The Gulf region has been in a state of perpetual disquiet. The failure so far to revive the Iran nuclear deal has injected new uncertainty into the relationship between Iran and its Western-backed neighbours. Absent reliable channels of communication between adversaries, it is anyone’s guess where flare-ups might lead. Bilateral talks between Iran and Gulf Arab states are an important initial step in opening such channels and thus reducing chances of inadvertent escalation. But the region needs mechanisms for keeping relations on an even keel in the long run. The best sort would be a regionwide dialogue effort, loosely modelled on the CSCE experience. 

Yet to move from bilateral to multilateral talks has proven to be a major challenge. A number of factors add to the difficulty: distrust among allies within the GCC; Gulf Arab states’ insistence that Saudi Arabia lead them in such an effort, with UN Security Council and possibly direct U.S. backing; Iran’s countervailing demand that the U.S. have no direct part; and all sides’ preconditions concerning matters that can be resolved only as a result of regional dialogue. 

The EU and its member states, preferably with UN support and a U.S. green light, can step in here to play an important, constructive role, led by an EU special representative for the Gulf, a position they should promptly create and fill with a senior diplomat who has deep regional experience and is viewed as neutral by the relevant players. The Europeans have long held back on this appointment, waiting for nuclear talks to come to fruition. Yet the representative should be appointed, and regional dialogue facilitated, with or without a nuclear deal, whose full restoration would likely have only limited positive impact on interstate relations and whose failure can only aggravate them.

The EU special representative, once appointed, should push for regional stability and dialogues (as laid out in the EU’s Joint Communication) as a priority. Job one is to get Saudi-Iranian talks going again. On the Emirati side, while Europe played no role in starting the bilateral UAE-Iran track, the representative could encourage the two sides to build on these talks to advance a regionwide dialogue. 

In parallel, European actors should start exploring the possibilities for such a multilateral venture. Using expertise gathered during the CSCE process, as well as their good offices and (mostly) good standing in the region, and building on the Baghdad Conference and bilateral talks already under way, the EU and member states, as well as Norway and Switzerland, could test ideas with the pertinent players in the Gulf, starting with intra-GCC relations and moving to include Iran and Iraq. These ideas – about objectives, process, contours and agenda – should form the basis for any effort at starting a regionwide dialogue. The Europeans should then pledge diplomatic support and, if necessary, provide the venues for such an undertaking. 

The process should involve several parallel tracks that focus on different areas of cooperation and conflict, and proceed at different paces and as independently from each other as possible. Initial meetings should focus on actionable confidence-building and de-confliction measures, ranging from cooperation on religious pilgrimages to more difficult issues like establishing a military-to-military hotline or a maritime dialogue.
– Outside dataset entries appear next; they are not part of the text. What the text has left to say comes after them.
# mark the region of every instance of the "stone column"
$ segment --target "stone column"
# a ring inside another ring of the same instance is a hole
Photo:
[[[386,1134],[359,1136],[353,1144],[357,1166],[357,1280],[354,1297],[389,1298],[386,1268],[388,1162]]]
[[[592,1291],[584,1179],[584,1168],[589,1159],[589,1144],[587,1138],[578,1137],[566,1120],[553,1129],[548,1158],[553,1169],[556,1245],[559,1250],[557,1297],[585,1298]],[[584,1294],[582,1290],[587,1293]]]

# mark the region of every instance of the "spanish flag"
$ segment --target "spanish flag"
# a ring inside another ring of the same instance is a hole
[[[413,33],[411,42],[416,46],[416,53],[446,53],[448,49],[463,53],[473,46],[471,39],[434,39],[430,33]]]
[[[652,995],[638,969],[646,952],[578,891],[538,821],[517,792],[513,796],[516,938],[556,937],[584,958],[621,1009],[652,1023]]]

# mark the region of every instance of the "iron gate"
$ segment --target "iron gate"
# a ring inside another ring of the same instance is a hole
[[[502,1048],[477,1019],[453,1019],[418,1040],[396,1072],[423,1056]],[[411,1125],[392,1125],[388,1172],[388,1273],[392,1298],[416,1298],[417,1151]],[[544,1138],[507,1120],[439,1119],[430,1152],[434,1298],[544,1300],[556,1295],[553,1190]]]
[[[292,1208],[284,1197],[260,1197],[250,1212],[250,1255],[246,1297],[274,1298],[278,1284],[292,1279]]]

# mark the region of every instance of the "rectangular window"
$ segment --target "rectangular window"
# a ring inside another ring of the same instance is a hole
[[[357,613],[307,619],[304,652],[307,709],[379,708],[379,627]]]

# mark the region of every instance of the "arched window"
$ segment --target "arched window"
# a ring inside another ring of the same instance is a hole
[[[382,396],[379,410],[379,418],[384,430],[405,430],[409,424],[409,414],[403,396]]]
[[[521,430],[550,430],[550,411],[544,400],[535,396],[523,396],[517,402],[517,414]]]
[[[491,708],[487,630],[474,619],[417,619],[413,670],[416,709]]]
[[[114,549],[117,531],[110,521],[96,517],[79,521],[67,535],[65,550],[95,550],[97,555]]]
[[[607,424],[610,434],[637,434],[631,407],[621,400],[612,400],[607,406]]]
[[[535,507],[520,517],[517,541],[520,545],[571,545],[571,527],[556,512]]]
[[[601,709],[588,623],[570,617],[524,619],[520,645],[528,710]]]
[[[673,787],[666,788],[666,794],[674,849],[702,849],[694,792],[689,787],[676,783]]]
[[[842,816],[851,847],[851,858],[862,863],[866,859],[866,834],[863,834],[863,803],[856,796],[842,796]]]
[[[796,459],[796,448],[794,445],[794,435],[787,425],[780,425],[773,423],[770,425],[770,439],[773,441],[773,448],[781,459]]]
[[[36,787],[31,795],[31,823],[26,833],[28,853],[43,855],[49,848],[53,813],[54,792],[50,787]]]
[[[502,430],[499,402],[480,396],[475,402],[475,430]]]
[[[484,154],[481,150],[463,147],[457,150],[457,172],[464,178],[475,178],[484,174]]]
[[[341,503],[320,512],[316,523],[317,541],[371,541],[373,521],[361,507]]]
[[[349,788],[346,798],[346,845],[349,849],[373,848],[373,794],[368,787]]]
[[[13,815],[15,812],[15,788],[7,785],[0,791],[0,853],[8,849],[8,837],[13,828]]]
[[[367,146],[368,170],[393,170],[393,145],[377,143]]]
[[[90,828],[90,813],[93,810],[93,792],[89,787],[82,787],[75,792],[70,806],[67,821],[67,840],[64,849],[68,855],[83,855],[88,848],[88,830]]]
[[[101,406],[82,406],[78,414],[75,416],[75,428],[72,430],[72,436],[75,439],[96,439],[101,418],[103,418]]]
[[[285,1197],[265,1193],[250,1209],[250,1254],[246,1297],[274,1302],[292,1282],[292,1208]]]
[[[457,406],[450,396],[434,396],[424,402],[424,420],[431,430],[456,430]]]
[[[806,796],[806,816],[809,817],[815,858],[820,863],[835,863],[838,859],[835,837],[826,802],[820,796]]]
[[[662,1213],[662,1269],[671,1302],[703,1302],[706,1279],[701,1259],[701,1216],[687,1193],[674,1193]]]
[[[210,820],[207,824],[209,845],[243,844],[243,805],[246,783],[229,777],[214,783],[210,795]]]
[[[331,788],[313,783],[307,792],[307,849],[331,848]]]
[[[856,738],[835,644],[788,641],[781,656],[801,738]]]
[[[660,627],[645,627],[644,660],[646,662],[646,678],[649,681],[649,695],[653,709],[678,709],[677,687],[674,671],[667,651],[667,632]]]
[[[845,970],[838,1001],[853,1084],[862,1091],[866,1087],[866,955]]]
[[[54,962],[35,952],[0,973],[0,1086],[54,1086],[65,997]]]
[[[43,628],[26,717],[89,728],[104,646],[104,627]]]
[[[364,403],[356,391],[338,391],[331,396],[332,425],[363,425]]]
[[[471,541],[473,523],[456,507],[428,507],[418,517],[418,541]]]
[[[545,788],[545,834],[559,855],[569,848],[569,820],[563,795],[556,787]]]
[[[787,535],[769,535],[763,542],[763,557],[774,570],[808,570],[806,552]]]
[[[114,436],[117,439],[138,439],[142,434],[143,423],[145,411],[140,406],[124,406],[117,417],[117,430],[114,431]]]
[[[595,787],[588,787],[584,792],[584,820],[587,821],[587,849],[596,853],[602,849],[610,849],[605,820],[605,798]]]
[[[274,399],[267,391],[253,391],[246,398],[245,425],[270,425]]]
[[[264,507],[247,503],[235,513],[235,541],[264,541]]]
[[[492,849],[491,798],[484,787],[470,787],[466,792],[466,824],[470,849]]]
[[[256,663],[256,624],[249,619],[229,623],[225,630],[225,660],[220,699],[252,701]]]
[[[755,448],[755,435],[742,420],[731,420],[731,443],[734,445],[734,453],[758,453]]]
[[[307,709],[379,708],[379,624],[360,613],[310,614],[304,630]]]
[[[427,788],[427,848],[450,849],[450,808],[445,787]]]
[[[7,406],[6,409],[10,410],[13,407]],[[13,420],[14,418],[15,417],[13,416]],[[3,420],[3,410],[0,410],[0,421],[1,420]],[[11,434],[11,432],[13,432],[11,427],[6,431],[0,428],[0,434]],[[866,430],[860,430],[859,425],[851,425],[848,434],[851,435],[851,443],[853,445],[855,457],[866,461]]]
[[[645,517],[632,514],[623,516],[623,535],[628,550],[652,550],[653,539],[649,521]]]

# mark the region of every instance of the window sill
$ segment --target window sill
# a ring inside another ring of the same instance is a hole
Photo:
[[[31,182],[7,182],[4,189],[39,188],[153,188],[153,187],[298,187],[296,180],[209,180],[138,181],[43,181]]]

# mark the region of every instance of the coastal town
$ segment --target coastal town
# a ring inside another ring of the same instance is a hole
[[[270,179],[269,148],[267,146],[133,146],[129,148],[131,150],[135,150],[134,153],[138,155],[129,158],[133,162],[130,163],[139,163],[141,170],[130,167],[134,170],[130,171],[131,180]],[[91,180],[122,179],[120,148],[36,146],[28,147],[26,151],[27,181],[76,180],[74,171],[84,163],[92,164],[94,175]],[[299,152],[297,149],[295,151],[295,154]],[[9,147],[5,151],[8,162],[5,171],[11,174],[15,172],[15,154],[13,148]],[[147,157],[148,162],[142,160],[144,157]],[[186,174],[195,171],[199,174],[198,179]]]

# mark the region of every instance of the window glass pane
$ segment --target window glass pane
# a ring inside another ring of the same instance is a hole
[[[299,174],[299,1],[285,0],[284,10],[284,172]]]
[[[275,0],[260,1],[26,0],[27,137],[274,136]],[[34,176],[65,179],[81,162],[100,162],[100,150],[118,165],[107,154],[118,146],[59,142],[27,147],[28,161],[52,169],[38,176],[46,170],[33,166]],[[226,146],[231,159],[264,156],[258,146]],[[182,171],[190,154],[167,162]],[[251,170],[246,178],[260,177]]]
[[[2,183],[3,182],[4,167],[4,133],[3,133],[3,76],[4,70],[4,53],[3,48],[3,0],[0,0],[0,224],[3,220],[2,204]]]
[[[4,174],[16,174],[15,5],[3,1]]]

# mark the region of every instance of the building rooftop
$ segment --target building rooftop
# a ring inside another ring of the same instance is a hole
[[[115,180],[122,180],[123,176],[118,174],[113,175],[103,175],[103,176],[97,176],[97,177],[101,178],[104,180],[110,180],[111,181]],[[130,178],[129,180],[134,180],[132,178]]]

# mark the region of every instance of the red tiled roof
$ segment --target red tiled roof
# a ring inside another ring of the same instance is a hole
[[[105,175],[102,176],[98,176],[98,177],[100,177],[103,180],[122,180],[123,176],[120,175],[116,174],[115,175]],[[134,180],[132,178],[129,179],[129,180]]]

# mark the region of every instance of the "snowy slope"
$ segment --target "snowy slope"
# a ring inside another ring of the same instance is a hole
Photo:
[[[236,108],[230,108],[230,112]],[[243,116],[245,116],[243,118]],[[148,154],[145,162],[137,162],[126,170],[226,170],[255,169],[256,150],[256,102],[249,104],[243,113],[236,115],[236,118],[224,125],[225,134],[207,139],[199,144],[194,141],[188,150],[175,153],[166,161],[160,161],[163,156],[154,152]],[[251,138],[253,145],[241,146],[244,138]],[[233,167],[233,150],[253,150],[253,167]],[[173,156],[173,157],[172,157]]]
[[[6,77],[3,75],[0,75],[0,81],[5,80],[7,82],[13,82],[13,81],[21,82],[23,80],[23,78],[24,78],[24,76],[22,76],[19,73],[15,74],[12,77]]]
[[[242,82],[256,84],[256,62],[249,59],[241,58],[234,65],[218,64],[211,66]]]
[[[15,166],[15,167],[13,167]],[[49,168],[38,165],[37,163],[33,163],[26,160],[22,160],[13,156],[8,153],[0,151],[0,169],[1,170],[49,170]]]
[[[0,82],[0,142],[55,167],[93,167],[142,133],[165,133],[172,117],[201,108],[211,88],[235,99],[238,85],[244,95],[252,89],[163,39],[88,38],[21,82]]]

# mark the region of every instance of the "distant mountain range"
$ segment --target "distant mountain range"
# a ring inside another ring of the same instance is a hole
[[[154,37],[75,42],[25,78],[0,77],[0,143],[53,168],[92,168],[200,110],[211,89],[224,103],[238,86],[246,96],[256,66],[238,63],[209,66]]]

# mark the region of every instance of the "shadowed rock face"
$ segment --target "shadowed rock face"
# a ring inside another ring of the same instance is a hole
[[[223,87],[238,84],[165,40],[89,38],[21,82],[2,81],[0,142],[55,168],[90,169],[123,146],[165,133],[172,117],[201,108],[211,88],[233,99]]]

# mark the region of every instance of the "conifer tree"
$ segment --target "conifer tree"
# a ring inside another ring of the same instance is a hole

States could also sign a statement of principles committing to non-interference and respect for sovereignty and territorial integrity, as well as disavowing the use of force. Then, the EU and its member states could back a range of projects to improve people-to-people exchanges among Gulf citizens to bolster the high-level political dialogue taking place in parallel; promote enhanced regional economic cooperation; and offer technical assistance in support of countries’ transition to renewable sources of energy.